Mesmo tendo enfrentado o governador “mais ditador” dentre os últimos três, a legislatura da época de Jorge Viana (PT) é incomparável à de agora, disse ao Blog do Evandro Cordeiro o ex-deputado estadual Franesi Ribeiro. “Nós enfrentamos um Jorge Viana que ainda dava autógrafos e isso não intimidou nossa legislatura. Tinha debate de alto nível”, diz.

O ex-deputado compôs uma legislatura onde, além dele, tinha João Correia, Naluh Gouveia e Edvaldo Magalhães, todos ases na arte do debate. Foi um dos maiores confrontos parlamentares da história do Poder Legislativo no Acre, segundo ele. Franesi já fez duas tentativas de voltar, mas esbarrou no obstáculo de todos, a questão financeira. “É difícil ganhar eleição sem dinheiro”, reflete.

A atual legislatura, segundo Franesi, é fraca dos dois lados. Pela oposição não há nem grandes oradores, nem líderes como na época que cavavam as podridões daquele governo. “É só lembrar que nossas equipes conseguiram descobrir o primeiro roubo dos governos do PT, o do boca de lobo”, conta.

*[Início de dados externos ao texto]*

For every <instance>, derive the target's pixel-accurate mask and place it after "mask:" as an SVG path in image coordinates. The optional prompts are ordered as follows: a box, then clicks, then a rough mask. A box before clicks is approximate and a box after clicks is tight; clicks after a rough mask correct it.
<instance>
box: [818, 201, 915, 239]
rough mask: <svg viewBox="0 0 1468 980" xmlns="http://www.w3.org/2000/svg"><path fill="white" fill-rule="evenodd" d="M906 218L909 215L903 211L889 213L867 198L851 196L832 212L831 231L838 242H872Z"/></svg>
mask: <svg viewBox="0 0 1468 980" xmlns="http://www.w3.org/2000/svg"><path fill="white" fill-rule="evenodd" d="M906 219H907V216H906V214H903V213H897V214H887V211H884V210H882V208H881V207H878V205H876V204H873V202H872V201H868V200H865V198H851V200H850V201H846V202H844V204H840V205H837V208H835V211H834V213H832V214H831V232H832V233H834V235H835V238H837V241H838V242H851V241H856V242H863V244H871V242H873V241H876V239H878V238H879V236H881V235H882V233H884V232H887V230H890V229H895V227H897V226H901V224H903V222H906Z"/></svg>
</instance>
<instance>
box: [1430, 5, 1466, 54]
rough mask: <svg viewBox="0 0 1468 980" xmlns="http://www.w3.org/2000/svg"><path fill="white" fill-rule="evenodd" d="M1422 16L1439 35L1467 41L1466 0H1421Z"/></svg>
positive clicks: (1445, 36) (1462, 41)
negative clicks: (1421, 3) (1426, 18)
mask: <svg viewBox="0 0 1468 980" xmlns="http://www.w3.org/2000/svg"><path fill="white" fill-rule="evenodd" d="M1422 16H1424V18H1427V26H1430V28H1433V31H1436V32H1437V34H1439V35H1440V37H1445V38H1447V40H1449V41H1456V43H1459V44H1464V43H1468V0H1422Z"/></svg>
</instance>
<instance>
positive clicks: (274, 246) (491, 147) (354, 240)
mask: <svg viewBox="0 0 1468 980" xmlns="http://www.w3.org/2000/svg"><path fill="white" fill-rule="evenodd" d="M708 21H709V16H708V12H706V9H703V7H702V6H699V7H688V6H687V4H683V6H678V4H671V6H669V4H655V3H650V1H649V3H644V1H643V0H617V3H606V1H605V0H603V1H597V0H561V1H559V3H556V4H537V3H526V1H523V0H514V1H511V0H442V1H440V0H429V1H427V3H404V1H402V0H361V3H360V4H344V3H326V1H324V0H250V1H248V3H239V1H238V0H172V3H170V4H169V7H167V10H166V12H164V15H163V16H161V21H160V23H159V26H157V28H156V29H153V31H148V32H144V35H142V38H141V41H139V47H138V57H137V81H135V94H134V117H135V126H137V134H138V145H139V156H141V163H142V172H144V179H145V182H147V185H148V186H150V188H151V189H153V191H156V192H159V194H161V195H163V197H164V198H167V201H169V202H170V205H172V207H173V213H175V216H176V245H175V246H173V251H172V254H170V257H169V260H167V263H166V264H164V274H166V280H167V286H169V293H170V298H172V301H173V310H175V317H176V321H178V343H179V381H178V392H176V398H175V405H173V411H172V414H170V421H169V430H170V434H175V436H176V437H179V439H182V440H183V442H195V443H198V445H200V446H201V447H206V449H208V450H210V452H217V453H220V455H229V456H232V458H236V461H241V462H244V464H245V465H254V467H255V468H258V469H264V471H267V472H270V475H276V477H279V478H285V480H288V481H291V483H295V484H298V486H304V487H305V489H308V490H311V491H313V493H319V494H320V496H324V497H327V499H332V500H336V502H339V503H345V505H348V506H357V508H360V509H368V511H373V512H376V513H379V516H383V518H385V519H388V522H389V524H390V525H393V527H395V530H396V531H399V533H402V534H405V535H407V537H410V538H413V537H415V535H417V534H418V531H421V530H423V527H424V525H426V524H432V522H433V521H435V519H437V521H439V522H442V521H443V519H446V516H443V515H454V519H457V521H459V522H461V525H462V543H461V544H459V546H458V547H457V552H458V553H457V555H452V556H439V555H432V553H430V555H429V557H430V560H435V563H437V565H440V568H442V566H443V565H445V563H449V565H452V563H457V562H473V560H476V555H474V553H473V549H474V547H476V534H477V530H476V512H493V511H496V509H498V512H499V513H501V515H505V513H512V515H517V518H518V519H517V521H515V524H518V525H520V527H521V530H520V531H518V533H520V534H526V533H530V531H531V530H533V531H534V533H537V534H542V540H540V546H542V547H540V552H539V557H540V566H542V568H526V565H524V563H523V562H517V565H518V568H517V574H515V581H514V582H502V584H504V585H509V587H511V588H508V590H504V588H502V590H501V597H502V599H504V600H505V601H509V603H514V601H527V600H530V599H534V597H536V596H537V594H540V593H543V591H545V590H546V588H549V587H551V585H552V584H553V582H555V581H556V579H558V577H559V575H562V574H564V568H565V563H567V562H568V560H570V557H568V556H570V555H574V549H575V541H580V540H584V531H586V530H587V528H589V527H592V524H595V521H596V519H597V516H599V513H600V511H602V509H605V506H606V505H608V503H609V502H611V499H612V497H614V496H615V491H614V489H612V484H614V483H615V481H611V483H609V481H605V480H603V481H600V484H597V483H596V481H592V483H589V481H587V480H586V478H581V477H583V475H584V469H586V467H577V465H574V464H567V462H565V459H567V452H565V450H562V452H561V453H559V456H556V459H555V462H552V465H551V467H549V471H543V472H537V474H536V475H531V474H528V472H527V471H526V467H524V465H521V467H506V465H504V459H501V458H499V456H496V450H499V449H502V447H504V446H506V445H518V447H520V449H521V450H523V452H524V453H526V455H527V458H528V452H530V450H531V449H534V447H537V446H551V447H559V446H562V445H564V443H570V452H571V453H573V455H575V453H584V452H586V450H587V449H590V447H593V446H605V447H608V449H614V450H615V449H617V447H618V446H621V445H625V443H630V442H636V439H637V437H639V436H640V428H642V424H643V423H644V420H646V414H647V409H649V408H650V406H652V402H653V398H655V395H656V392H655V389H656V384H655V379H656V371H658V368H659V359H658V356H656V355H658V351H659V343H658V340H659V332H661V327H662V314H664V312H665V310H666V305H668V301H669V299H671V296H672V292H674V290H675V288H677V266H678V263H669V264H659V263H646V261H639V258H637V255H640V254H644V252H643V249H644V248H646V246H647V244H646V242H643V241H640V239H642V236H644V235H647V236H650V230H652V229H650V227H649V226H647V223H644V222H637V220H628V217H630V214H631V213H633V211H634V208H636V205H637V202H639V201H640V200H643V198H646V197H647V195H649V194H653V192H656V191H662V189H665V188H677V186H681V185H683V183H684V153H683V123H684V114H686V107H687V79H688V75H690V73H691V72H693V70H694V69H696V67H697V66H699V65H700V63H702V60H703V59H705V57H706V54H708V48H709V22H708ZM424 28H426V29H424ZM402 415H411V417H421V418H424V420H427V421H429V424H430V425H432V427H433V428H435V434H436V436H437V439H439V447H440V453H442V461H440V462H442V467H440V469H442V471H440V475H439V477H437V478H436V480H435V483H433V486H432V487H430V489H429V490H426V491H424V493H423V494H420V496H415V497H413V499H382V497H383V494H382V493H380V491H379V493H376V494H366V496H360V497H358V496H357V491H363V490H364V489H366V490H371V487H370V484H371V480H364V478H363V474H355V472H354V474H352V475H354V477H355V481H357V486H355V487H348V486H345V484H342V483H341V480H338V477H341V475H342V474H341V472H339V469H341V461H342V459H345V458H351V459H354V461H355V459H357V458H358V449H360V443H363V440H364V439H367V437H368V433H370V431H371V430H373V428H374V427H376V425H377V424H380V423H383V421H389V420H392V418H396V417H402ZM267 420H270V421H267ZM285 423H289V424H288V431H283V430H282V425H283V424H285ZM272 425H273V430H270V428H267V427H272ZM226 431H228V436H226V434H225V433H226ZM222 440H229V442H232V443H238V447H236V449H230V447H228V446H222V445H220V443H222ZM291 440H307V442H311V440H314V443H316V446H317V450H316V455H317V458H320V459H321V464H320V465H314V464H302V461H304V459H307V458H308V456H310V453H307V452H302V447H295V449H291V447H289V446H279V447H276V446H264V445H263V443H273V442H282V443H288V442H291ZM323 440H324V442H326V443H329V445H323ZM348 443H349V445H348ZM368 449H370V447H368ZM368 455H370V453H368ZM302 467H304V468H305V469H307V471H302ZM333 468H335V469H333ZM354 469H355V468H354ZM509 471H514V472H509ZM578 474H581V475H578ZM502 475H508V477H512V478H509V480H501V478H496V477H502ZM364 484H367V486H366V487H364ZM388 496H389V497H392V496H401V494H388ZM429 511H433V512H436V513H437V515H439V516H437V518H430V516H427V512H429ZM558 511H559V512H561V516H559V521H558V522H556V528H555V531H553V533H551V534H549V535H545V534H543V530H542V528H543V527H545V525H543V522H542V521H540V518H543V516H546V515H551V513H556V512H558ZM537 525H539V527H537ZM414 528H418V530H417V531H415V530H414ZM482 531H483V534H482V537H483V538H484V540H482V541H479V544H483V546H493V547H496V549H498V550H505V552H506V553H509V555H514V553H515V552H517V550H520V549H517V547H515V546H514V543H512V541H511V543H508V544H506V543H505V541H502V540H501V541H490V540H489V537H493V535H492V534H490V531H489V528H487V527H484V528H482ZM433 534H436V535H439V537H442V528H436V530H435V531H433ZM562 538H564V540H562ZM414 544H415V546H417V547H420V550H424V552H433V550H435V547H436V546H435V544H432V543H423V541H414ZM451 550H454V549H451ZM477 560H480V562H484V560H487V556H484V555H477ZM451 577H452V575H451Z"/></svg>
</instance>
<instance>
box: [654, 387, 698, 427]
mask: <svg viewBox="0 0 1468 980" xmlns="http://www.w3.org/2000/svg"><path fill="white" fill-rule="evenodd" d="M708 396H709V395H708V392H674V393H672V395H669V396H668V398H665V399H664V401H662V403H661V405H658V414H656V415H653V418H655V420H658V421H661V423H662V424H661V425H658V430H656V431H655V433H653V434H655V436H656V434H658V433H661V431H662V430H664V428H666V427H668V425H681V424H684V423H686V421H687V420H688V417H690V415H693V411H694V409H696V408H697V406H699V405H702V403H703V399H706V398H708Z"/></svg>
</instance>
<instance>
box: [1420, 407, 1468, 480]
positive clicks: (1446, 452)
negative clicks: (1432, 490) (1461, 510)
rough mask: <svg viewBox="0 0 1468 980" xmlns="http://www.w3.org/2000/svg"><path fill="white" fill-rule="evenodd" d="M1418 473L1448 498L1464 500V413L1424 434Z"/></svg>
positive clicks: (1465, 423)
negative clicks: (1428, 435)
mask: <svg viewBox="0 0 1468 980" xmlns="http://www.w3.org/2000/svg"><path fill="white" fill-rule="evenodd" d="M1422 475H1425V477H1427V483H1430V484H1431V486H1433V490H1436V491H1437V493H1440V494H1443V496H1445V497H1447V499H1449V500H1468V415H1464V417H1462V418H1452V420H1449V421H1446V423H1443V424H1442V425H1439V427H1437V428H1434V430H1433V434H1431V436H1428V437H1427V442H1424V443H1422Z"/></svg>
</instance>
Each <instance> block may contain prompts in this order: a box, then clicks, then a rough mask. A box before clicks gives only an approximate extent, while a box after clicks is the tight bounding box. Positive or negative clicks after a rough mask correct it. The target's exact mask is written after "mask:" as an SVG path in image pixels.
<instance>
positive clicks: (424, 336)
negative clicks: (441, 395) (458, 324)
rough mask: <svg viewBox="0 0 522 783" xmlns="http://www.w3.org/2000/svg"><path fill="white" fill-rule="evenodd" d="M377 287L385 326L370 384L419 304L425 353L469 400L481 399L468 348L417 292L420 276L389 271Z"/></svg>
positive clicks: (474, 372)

Por fim, segundo Franesi Ribeiro, há um agachamento total do Poder Legislativo. A oposição, inclusive, chancela isso, ao apoiar um presidente que é do PT em todas as ações que ele faz. Há rumores segundo os quais Nei Amorim (PT) terá apoio dos 23 deputados em sua pretensa disputa pelo Senado. Além de outras graves denúncias contra a administração dele na Assembleia, como suposto pagamento de salários vultosos a ex-deputados.